February 21, 2012 at 9:14 pm
Anne – Just sending you a big hug – Kris
February 22, 2012 at 7:26 am
Well what a concept on the need for oxygen………….. bet that will help. I know I feel better when the casino pumps it into me lol
February 22, 2012 at 7:31 am
Dude, this does not sound fun! You are a total badass, just thought you should hear that. May not feel like it with the O2 and everything else, but thank God you went into this battle a healthy woman! You’ll come out one as well- just a long F*n battle!! Love to you, Klaus, Hammy & Silas
February 22, 2012 at 7:38 am
Love you. You have to be the strongest person physically to carry these symptoms so long without medical intervention..i’m praying for your physical, emotional and spiritual victory. For perseverance and renewed energy. All with God’s power & grace. You are still cute even toting an oxygen bag:). Treva
February 22, 2012 at 4:33 pm
Anne, do you know that one of the most popular things in Las Vegas is the Oxygen Bar. Just think of it as your own little part of LV. Will be praying for your visit and tests to go well with as little stress as possible.

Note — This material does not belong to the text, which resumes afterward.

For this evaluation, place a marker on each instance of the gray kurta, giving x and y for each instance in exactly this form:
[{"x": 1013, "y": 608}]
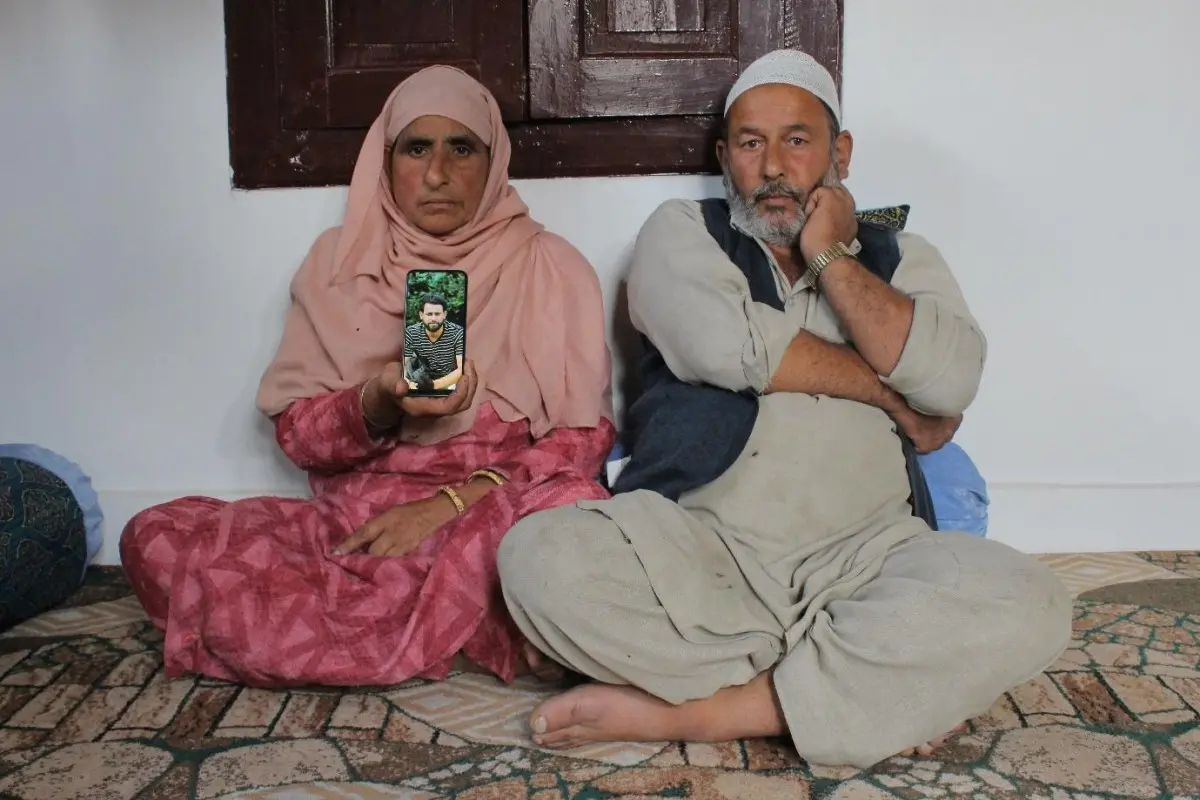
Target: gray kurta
[{"x": 804, "y": 555}]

February 23, 2012 at 6:46 pm
Annie (sorry – I will never call you Anne – I have tried) – I try not to be angry that you have to deal with all of this crazy crap, but it’s hard not to. You have been more than positive through all of this. Yo uknow we are, as always, pulling for you – I will make you a cute bedazzled tote for your little tank!
Love ya,
Sue
February 26, 2012 at 10:02 am
Hey Anne. Thank you so much for the updates. You continue to be in our thoughts and prayers as always. I do know the shortness of breath can be very very very scary….I am glad they have provided oxygen for you. That should at least make you feel better as you continue your progress to recovery.
Love you.
Patti
February 26, 2012 at 5:39 pm
Thank you for the updates Anne. It was so good to see you over the holidays. I think about you a lot and keep you in my prayers!